Él irradia también la gloria divina a través de su palabra, que es Palabra
divina: «Yo les he dado tu Palabra», dice Jesús al Padre; «yo les he dado la
gloria que tú me diste» (Juan 17, 14. 22). Cristo manifiesta la gloria
divina más radicalmente a través de su humanidad, asumida en la encarnación:
«Y la Palabra se hizo carne, y puso su morada entre nosotros, y hemos
contemplado su gloria, gloria que recibe del Padre como Hijo único, lleno de
gracia y de verdad» (Juan 1, 14).
Presencia de Cristo
4. La revelación terrena de la gloria divina alcanza su cumbre en la Pascua
que, especialmente en los escritos de san Juan y de san Pablo es descrita
como una glorificación de Cristo a la derecha del Padre (cf. Juan 12, 23;
13, 31; 17, 1; Filipenses 2, 6-11; Colosenses 3, 1; 1 Timoteo 3, 16). Ahora,
el misterio pascual, expresión de la «perfecta glorificación de Dios»
(«Sacrosanctum Concilium», 7), se perpetua en el sacrificio eucarístico,
memorial de la muerte y resurrección confiado por Cristo a la Iglesia, su
amada esposa, (cf. «Sacrosanctum Concilium», 47). Con el mandamiento «Haced
esto en conmemoración mía» (Lucas 22, 19), Jesús asegura la presencia de la
gloria pascual a través de todas las celebraciones eucarísticas que
salpicarán el fluir de la historia humana. «A través de la santa Eucaristía
el acontecimiento de la Pascua de Cristo se expande a toda la Iglesia [...].

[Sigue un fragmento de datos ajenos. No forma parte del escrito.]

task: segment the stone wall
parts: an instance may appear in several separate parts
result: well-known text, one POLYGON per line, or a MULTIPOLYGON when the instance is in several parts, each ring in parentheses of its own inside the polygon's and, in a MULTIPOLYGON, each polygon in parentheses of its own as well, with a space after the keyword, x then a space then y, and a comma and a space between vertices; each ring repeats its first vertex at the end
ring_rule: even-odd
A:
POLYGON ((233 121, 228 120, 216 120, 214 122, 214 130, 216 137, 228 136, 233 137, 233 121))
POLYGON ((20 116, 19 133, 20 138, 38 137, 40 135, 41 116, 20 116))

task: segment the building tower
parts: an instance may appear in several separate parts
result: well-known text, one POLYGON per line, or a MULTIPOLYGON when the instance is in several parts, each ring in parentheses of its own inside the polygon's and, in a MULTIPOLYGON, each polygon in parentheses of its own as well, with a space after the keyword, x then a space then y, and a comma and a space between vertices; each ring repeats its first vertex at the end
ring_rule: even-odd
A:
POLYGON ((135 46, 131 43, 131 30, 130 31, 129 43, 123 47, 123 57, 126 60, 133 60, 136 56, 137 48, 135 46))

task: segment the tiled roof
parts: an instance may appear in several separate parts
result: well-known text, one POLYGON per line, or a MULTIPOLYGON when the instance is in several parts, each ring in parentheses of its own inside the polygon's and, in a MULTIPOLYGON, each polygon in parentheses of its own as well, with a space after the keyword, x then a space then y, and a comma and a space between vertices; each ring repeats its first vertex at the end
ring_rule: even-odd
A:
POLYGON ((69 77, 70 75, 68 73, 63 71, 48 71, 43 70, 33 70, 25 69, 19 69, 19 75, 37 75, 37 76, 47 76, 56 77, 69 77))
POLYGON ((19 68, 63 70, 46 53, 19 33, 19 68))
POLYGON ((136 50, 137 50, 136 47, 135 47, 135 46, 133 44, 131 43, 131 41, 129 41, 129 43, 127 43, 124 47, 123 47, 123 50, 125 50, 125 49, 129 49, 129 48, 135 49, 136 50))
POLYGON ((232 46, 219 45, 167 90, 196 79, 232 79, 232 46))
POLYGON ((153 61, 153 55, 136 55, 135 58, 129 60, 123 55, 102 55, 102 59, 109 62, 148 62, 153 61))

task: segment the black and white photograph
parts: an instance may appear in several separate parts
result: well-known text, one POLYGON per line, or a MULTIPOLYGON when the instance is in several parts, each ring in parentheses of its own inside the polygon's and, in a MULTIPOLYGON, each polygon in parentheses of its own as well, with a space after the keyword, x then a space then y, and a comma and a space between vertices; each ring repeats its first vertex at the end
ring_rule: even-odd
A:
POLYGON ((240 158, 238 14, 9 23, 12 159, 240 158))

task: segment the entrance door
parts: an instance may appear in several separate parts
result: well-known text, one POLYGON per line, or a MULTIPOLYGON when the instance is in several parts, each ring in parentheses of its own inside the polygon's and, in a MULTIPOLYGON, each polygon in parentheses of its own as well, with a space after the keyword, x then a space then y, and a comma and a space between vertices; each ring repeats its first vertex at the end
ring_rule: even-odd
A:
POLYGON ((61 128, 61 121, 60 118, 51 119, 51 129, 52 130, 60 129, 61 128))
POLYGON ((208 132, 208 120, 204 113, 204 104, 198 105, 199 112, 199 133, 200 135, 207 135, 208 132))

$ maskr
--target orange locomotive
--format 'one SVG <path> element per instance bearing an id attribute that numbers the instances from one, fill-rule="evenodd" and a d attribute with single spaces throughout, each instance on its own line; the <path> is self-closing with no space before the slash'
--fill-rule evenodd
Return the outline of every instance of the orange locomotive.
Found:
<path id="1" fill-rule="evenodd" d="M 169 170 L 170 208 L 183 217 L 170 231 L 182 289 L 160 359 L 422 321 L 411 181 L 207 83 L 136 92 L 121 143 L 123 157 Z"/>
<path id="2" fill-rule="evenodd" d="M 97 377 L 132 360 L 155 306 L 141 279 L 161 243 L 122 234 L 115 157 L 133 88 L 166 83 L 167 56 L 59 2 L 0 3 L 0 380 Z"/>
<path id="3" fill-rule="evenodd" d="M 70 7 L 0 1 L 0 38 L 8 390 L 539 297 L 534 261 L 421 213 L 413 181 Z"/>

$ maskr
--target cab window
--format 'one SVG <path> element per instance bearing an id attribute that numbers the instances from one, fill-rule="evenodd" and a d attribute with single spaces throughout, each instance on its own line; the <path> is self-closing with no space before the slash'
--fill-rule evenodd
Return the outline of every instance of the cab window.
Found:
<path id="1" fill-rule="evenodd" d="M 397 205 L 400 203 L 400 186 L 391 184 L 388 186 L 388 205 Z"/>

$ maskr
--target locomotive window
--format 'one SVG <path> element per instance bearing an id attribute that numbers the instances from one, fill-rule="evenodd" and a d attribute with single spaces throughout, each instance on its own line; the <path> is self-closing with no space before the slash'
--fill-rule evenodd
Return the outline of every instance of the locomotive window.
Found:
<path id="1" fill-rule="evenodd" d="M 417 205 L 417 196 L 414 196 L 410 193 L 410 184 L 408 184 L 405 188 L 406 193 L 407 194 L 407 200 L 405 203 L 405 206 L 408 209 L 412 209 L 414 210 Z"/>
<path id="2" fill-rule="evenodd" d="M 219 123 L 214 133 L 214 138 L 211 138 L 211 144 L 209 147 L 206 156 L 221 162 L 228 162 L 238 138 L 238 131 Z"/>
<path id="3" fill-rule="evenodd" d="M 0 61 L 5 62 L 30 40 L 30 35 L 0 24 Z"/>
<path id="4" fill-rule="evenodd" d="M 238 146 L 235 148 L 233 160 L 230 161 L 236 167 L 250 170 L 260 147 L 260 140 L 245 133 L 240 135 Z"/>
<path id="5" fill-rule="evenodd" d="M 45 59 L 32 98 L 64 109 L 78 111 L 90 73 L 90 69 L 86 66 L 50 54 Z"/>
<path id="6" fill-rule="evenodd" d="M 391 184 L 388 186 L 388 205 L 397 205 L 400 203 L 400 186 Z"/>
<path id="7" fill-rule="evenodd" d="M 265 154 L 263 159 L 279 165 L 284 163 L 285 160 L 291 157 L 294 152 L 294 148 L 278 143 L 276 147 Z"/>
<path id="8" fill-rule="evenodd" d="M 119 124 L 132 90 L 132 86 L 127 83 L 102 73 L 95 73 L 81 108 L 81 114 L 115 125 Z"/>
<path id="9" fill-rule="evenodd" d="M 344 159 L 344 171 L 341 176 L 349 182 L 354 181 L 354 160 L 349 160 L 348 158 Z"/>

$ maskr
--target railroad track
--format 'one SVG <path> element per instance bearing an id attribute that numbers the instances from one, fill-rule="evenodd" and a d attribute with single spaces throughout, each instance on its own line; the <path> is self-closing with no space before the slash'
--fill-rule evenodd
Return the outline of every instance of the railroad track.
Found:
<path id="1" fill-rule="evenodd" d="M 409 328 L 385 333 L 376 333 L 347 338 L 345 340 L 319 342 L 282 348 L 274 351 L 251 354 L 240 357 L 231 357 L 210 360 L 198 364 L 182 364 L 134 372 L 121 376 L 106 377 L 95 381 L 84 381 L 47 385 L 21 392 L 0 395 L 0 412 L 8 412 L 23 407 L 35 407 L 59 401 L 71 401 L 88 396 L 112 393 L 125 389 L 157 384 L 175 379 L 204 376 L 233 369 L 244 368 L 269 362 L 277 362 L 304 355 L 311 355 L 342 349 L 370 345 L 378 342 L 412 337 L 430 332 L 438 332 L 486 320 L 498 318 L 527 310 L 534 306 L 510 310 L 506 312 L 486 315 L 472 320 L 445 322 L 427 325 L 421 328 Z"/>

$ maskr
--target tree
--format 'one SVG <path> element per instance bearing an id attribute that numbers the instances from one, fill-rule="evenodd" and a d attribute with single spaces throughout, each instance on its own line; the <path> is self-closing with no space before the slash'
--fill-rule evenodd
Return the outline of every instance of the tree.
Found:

Con la comunión en el cuerpo y en la sangre de Cristo, los fieles crecen en
la misteriosa divinización que, gracias al Espíritu Santo, les hace habitar
en el Hijo como hijos del Padre» (Juan Pablo II y Moran Mar Ignatius Zakka I
Iwas, Declaración Común 23-6-1984, n. 6: EV 9, 842).
La respuesta del hombre
5. No cabe duda de que la celebración más elevada de la gloria divina tiene
lugar hoy en la liturgia. «Dado que la muerte de Cristo en la cruz y la
resurrección constituyen el contenido de la vida cotidiana de la Iglesia y
la prenda de su Pascua eterna, la liturgia tiene como primera tarea
volvernos a llevar por el camino pascual abierto por Cristo, en el que se
acepta morir para entrar en la vida» (Carta apostólica «Vicesimus quintus
annus», 6). Esta tarea se ejerce sobre todo por medio de la celebración de
la Eucaristía, que hace presente la Pascua de Cristo y comunica su dinamismo
a los fieles. Así, el culto cristiano se convierte en la expresión más viva
del encuentro entre la gloria divina y la glorificación que sale de los
labios y del corazón del hombre. A la «gloria del Señor que llena la morada»
del templo con su presencia luminosa (cf. Éxodo 40, 34) le tiene que
corresponder nuestra «glorificación del señor con espíritu generoso»
(Sirácida 35, 7).
La existencia del hombre: glorificación de Dios
6. Como nos recuerda san Pablo, tenemos que glorificar también a Dios en nuestro cuerpo, es decir, con toda la existencia, pues nuestro cuerpo es templo del Espíritu que está en nosotros (cf. 1 Corintios 6, 19. 20). Desde esta perspectiva, se puede hablar también de una celebración cósmica de la gloria divina. El mundo creado, «tan a menudo desfigurado por el egoísmo y la avidez», tiene en sí «la potencialidad eucarística»: «está destinado a ser asumido en la Eucaristía del Señor, en su Pascua presente en el sacrificio del altar» («Orientale Lumen» 11). A ese aleteo de la gloria del Señor, que está «por encima de los cielos» (Salmo 113, 4) y se irradia en el universo, le corresponde, como contrapunto de armonía, la alabanza de toda la creación de modo que «Dios sea glorificado en todo por Jesucristo, a quien corresponden la gloria y el poder por los siglos de los siglos. Amén» (1 Pedro 4, 11).